Large-animal trials begin
In early 2012, the Islet Sheet Project embarked on the long-awaited and critical phase of metabolic studies in large animals. The definitive experimental model for implantation with the Islet Sheet is mammals such as dogs, pigs, or monkeys made diabetic by total removal of the pancreas. In contrast to rats and mice, such animals can easily accommodate the 5-centimeter-square Islet Sheet designed for humans. See Large-Animal Studies for more detail on this key phase.
Hanuman Medical Foundation continues its robust support of this research, with donor commitments to fund the collaboration through definitive large mammal studies. Presuming the results are as expected, clinical studies will follow very quickly. See Current & Planned Research.
Islet Sheet Project expands to Europe
In 2011, new collaborators affiliated with Oxford University and the University Medical Center in Groningen, Netherlands, joined the Islet Sheet Project. Professor Paul Johnson’s laboratory at Oxford is collaborating with Jon Lakey at UC Irvine in histological and functional analysis of Islet Sheets following implantation in animals. We anticipate that large-animal studies will be performed at Oxford to support the rational for human clinical studies, and that this may be the first site for European clinical trials of the Islet Sheet. Professor Paul de Vos’s group at Groningen has access to many state-of-the-art imaging modalities. Currently they are studying tissue samples from the rodent Islet Sheet studies at UC Irvine, with the goal of identifying the nature of cellular reaction to Islet Sheet Medical’s alginate and Islet Sheets.
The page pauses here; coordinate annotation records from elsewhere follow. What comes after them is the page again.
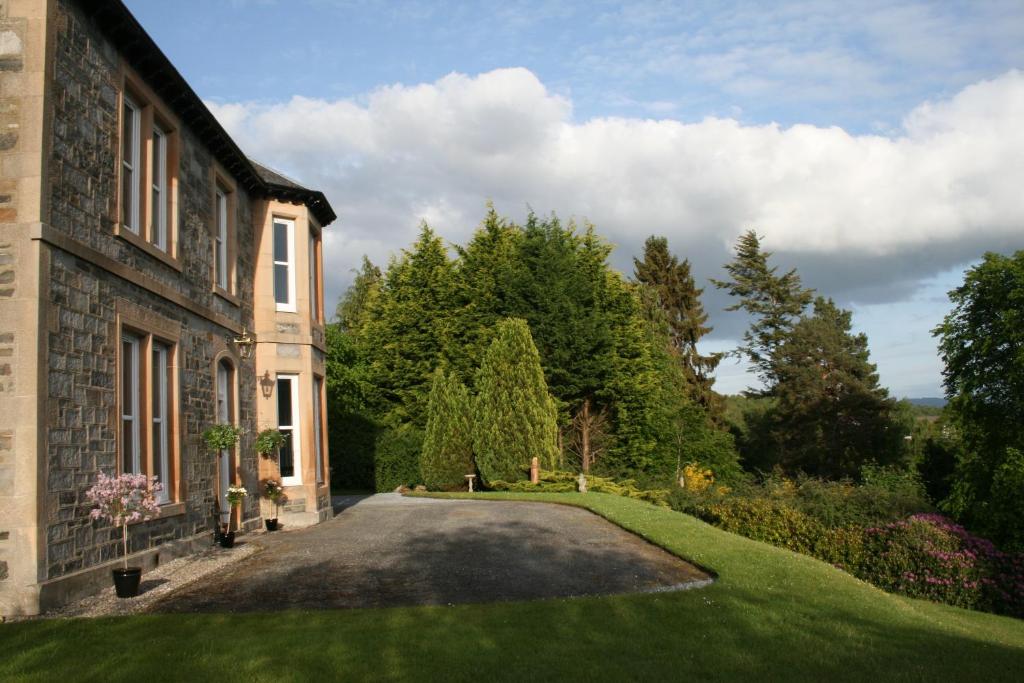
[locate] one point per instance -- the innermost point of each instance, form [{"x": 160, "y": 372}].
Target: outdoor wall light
[{"x": 246, "y": 344}]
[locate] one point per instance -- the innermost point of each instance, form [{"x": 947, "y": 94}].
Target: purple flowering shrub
[
  {"x": 929, "y": 556},
  {"x": 123, "y": 500}
]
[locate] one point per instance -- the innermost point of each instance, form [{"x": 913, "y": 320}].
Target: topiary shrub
[
  {"x": 515, "y": 420},
  {"x": 448, "y": 443},
  {"x": 397, "y": 458}
]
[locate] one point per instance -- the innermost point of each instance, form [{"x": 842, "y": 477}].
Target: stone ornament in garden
[{"x": 121, "y": 501}]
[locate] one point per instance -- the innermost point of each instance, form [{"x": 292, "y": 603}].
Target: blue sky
[{"x": 875, "y": 144}]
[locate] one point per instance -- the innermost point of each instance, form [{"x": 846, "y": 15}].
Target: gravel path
[{"x": 387, "y": 550}]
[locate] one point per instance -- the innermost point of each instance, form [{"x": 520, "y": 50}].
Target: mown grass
[{"x": 772, "y": 614}]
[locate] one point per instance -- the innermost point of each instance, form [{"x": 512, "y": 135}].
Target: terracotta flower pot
[{"x": 126, "y": 582}]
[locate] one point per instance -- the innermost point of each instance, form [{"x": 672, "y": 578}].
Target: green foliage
[
  {"x": 832, "y": 416},
  {"x": 351, "y": 416},
  {"x": 408, "y": 322},
  {"x": 396, "y": 461},
  {"x": 221, "y": 437},
  {"x": 448, "y": 444},
  {"x": 268, "y": 441},
  {"x": 354, "y": 306},
  {"x": 678, "y": 298},
  {"x": 514, "y": 417},
  {"x": 773, "y": 301},
  {"x": 564, "y": 482},
  {"x": 982, "y": 344}
]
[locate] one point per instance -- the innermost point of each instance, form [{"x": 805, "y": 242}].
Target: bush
[
  {"x": 928, "y": 556},
  {"x": 567, "y": 482},
  {"x": 448, "y": 443},
  {"x": 397, "y": 458}
]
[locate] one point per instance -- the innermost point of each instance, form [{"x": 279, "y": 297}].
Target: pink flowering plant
[{"x": 123, "y": 500}]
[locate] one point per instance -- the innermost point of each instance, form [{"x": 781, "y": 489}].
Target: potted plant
[
  {"x": 235, "y": 497},
  {"x": 273, "y": 492},
  {"x": 221, "y": 439},
  {"x": 121, "y": 501}
]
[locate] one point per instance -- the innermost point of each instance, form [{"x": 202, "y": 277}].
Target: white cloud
[{"x": 854, "y": 212}]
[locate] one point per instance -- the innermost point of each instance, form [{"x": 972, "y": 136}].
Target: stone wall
[{"x": 82, "y": 298}]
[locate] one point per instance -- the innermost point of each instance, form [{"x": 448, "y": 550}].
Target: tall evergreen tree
[
  {"x": 775, "y": 302},
  {"x": 408, "y": 324},
  {"x": 448, "y": 444},
  {"x": 514, "y": 417},
  {"x": 354, "y": 305},
  {"x": 679, "y": 299},
  {"x": 832, "y": 416}
]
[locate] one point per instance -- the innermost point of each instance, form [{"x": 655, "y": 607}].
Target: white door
[
  {"x": 224, "y": 417},
  {"x": 290, "y": 456}
]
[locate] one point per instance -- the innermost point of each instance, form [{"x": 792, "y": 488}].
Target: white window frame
[
  {"x": 129, "y": 403},
  {"x": 293, "y": 431},
  {"x": 130, "y": 217},
  {"x": 161, "y": 353},
  {"x": 220, "y": 239},
  {"x": 318, "y": 428},
  {"x": 158, "y": 231},
  {"x": 313, "y": 280},
  {"x": 288, "y": 306}
]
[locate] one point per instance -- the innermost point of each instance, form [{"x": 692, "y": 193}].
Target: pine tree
[
  {"x": 408, "y": 324},
  {"x": 514, "y": 417},
  {"x": 355, "y": 303},
  {"x": 775, "y": 302},
  {"x": 448, "y": 445},
  {"x": 679, "y": 299},
  {"x": 832, "y": 417}
]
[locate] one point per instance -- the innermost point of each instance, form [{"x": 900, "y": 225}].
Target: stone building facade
[{"x": 140, "y": 253}]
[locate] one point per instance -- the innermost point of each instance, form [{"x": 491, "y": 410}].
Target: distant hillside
[{"x": 929, "y": 401}]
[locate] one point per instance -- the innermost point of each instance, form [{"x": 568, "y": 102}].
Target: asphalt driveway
[{"x": 386, "y": 550}]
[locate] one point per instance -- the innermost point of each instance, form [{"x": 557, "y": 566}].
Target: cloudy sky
[{"x": 878, "y": 146}]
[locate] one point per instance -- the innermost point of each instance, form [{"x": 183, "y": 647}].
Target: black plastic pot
[{"x": 126, "y": 582}]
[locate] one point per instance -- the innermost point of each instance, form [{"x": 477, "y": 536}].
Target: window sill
[
  {"x": 227, "y": 296},
  {"x": 166, "y": 510},
  {"x": 137, "y": 241}
]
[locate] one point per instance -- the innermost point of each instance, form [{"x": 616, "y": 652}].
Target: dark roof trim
[{"x": 152, "y": 65}]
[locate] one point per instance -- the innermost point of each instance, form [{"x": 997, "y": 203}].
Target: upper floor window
[
  {"x": 158, "y": 179},
  {"x": 130, "y": 150},
  {"x": 220, "y": 239},
  {"x": 314, "y": 278},
  {"x": 284, "y": 264},
  {"x": 148, "y": 173}
]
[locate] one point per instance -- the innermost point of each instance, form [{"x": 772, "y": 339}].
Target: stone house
[{"x": 154, "y": 281}]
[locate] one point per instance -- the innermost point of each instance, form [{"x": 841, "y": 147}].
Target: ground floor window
[
  {"x": 289, "y": 458},
  {"x": 146, "y": 396}
]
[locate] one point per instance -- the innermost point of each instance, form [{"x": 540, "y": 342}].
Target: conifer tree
[
  {"x": 355, "y": 303},
  {"x": 832, "y": 417},
  {"x": 679, "y": 299},
  {"x": 403, "y": 337},
  {"x": 775, "y": 302},
  {"x": 448, "y": 444},
  {"x": 514, "y": 418}
]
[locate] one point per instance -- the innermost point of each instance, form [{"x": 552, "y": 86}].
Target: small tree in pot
[
  {"x": 121, "y": 501},
  {"x": 235, "y": 497},
  {"x": 273, "y": 492},
  {"x": 221, "y": 439}
]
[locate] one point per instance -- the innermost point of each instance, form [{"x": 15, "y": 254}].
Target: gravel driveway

New Zealand company in clinical studies with microencapsulated islets
2010 saw a milestone in the long-developing field of islet encapsulation: Living Cell Technologies of New Zealand was granted a license to sell its Diabecell® product— microencapsulated porcine islets—in Russia, the first commercial license for such a therapy anywhere. Clinical trials of the therapy continue in Auckland. The achievement is especially impressive given the extreme regulatory scrutiny that xenografts attract. Hanuman Medical Foundation and the Islet Sheet Project maintain cordial relations with LCT; we hope to have the opportunity to encapsulate the company’s pig islets in the Islet Sheet.
Small-animal studies in retrospect
The Islet Sheet’s ability to normalize blood sugar in diabetic rats is robust. The model used was the streptozotocin rat; this drug kills the insulin-making beta cells in the islets. In summer 2010 the team began to remove Islet Sheets from the rats to study engraftment and determine the reaction of the tissue surrounding the sheet. We expected the rats to return to the diabetic state they presented after streptozotocin treatment, but they did not. Their islets had regenerated—a well-known limitation to all chemical models of autoimmune diabetes.
Based on findings published by Dr. Lakey’s group, it is clear that the measures required to make streptozotocin rats truly diabetic are formidable. And curing these truly diabetic rats requires a vastly larger dose of islets than previously reported—preliminary data suggest more than ten times the human dose! As a practical matter, these new facts have eliminated the streptozotocin rat as a useful model for Islet Sheet research. Nonetheless, at relatively minor cost the team learned much about islet dosing, potential implantation sites, and stability of various Islet Sheet fabrication methods in several rat sites. This knowledge will contribute to the large-animal studies.